# Fourier's Theorem/Lemma 3

## Lemma for Fourier's Theorem

Let $\psi$ be a real function defined on an open interval $\openint a b$.

Let $\psi$ and its derivative $\psi'$ be piecewise continuous with one-sided limits on $\openint a b$.

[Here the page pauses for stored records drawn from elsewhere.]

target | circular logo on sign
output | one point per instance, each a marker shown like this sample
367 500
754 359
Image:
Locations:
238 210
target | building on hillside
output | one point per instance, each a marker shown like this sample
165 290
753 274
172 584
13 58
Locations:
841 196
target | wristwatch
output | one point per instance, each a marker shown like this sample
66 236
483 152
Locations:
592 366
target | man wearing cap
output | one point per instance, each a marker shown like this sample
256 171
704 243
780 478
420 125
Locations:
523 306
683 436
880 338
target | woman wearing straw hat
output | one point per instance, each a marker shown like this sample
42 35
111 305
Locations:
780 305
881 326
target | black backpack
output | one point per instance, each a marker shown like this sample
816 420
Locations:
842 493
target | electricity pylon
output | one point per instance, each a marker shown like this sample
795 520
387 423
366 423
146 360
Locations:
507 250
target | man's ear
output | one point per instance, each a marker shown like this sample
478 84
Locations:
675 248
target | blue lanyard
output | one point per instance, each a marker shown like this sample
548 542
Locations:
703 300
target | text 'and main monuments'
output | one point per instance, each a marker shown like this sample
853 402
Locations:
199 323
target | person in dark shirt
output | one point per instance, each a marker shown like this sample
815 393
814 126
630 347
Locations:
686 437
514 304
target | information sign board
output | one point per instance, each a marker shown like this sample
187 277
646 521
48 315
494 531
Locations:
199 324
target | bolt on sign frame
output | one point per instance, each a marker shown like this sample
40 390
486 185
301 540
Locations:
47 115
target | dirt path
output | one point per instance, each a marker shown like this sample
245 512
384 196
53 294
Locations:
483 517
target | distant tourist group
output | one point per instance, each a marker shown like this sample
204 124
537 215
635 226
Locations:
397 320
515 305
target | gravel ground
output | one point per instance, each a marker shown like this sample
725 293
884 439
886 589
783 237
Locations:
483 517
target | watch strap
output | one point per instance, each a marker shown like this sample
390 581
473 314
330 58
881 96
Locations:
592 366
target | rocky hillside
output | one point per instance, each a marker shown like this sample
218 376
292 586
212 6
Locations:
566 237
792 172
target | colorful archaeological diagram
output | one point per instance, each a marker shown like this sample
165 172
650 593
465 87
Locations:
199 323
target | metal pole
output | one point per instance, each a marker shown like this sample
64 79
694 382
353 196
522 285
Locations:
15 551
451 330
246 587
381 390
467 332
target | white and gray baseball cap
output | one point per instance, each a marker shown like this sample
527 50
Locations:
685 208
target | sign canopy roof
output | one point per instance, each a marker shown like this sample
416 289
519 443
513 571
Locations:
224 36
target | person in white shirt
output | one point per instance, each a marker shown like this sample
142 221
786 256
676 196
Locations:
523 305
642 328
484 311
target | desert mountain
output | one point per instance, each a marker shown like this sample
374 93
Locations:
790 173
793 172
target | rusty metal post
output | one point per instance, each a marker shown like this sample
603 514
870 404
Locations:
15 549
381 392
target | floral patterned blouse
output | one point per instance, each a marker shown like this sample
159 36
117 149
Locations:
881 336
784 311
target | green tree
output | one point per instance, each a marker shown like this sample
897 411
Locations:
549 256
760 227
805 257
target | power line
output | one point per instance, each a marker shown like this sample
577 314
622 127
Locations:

Let $\map \psi u$ have both right-hand derivative and left-hand derivative at a point $u = x$ where $x \in \openint a b$.

Then:

$\displaystyle \lim_{N \mathop \to \infty} \int_a^b \map \psi u \frac {\sin N \paren {u - x} } {u - x} \rd u = \frac \pi 2 \paren {\map \psi {x^+} + \map \psi {x^-} }$

where:

$\map \psi {x^+}$ denotes the limit of $\psi$ at $x$ from the right
$\map \psi {x^-}$ denotes the limit of $\psi$ at $x$ from the left.

## Proof

$\displaystyle \int_a^b \map \psi u \frac {\sin N \paren {u - x} } {u - x} \rd u = \int_a^x \map \psi u \frac {\sin N \paren {u - x} } {u - x} \rd u + \int_x^b \map \psi u \frac {\sin N \paren {u - x} } {u - x} \rd u$

Let $u = x - \xi$.

Then by Integration by Substitution:

$\displaystyle \int_a^x \map \psi u \frac {\sin N \paren {u - x} } {u - x} \rd u = \int_0^{x - a} \map \phi \xi \frac {\sin N \xi} \xi \rd \xi$

where:

$\map \phi \xi = \map \psi {u - \xi}$

 $\ds \lim_{N \mathop \to \infty} \int_0^{x - a} \map \phi \xi \frac {\sin N \xi} \xi \rd \xi$ $=$ $\ds \frac \pi 2 \map \phi {0^+}$ $\ds$ $=$ $\ds \frac \pi 2 \map \psi {x^-}$

Similarly, substituting $u = x + \eta$:

$\displaystyle \int_x^b \map \psi u \frac {\sin N \paren {u - x} } {u - x} \rd u = \int_0^{b - x} \map \chi \eta \frac {\sin N \eta} \eta \rd \eta$

where:

$\map \chi \xi = \map \psi {x + \eta}$
 $\ds \lim_{N \mathop \to \infty} \int_0^{b - x} \map \chi \eta \frac {\sin N \eta} \eta \rd \eta$ $=$ $\ds \frac \pi 2 \map \phi {0^+}$ $\ds$ $=$ $\ds \frac \pi 2 \map \psi {x^+}$

The result follows by adding the two limits.

$\blacksquare$